On Thu, Aug 28, 2014 at 11:37 AM, Simon Peyton Jones <simonpj@microsoft.com> wrote:

GHC is keeping the entire representation of `lengthM` in memory

 

Do you mean that?  lengthM is a function; its representation is just code.

 


At the time I wrote it, I did. What I was seeing in the earlier profiling was that a large number of conduit constructors were being kept in memory, and I initially thought something similar was happening with lengthM. It *does* in fact seem like the memory problems with this later example are simply the list being kept in memory. And in fact, there's a far simpler version of this that demonstrates the problem:

main :: IO ()
main = printLen >> printLen

printLen :: IO ()
printLen = lengthM 0 [1..40000000 :: Int] >>= print

lengthM :: Monad m => Int -> [a] -> m Int
lengthM cnt [] = return cnt
lengthM cnt (_:xs) =
    cnt' `seq` lengthM cnt' xs
  where
    cnt' = cnt + 1

I'll add that as a comment to #7206.

This still doesn't answer what's going on in the original code. I'm concerned that the issue may be the same, but I'm not seeing anything in the core yet that's jumping out at me as being the problem. I'll try to look at the code again with fresher eyes later today.

Michael
 

Perhaps you mean that GHC is keeping the entire list [1..1000000] in memory?  Now that certainly makes sense… after all, doing so saves allocating (I# 4), (I# 5) etc for each call of the function passed to awaitForever.  Granted, it’s probably a bad idea in this case.

 

If that is your issue (still to be confirmed) the relevant ticket is https://ghc.haskell.org/trac/ghc/ticket/7206; could you add your example to that ticket, as further evidence that something should be done?

 

See also comment:9 in the ticket, which I have just added.

 

Simon

 

 

From: Haskell-Cafe [mailto:haskell-cafe-bounces@haskell.org] On Behalf Of Michael Snoyman
Sent: 28 August 2014 06:57
To: Bryan Vicknair
Cc: Haskell Cafe
Subject: Re: [Haskell-cafe] Conduit+GHC high memory use for simple Sink

 

I actually just got to an interesting result: sink2 is a red herring. Consider the following program:

import Control.Monad.IO.Class ( liftIO )
import Data.Conduit.Internal (ConduitM (..), Pipe (..), (>+>), runPipe, awaitForever)

main :: IO ()
main = runPipe $
    (HaveOutput (Done ()) (return ()) ()) >+>
    awaitForever (\_ -> liftIO $ lengthM 0 [1..10000000 :: Int] >>= print)
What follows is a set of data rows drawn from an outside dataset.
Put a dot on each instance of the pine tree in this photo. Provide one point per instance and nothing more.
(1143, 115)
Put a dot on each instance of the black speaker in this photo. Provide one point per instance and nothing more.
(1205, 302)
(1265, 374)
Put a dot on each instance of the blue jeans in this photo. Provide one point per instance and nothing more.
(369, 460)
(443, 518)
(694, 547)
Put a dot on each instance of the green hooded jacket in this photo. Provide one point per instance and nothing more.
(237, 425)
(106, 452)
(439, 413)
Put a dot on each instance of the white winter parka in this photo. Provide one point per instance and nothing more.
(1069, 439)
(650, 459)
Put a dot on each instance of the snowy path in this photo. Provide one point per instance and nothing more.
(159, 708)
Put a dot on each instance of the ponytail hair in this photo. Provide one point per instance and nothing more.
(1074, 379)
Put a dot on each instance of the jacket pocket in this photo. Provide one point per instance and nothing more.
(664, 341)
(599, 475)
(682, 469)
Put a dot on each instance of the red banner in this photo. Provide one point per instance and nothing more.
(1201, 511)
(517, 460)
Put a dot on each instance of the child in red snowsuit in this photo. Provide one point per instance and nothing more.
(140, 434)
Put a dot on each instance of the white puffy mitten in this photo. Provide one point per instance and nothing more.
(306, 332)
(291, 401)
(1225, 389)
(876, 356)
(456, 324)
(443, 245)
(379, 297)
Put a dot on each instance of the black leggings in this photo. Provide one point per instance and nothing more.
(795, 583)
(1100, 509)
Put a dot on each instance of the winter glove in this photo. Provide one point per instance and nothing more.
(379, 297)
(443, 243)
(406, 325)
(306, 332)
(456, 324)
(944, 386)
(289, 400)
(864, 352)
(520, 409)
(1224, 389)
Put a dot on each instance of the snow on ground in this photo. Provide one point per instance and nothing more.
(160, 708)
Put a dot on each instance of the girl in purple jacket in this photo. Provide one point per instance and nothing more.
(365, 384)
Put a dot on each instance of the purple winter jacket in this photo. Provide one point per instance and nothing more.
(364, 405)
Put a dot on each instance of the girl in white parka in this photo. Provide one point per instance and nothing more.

lengthM :: Monad m => Int -> [a] -> m Int
lengthM cnt [] = return cnt
lengthM cnt (_:xs) =
    cnt' `seq` lengthM cnt' xs
  where
    cnt' = cnt + 1

On my machine, it takes 375MB of memory. What appears to be the cause is that GHC is keeping the entire representation of `lengthM` in memory, which is clearly a pessimization. I still need to research this further, but I thought you'd want to see these results now. (Plus, maybe someone else has some other ideas.)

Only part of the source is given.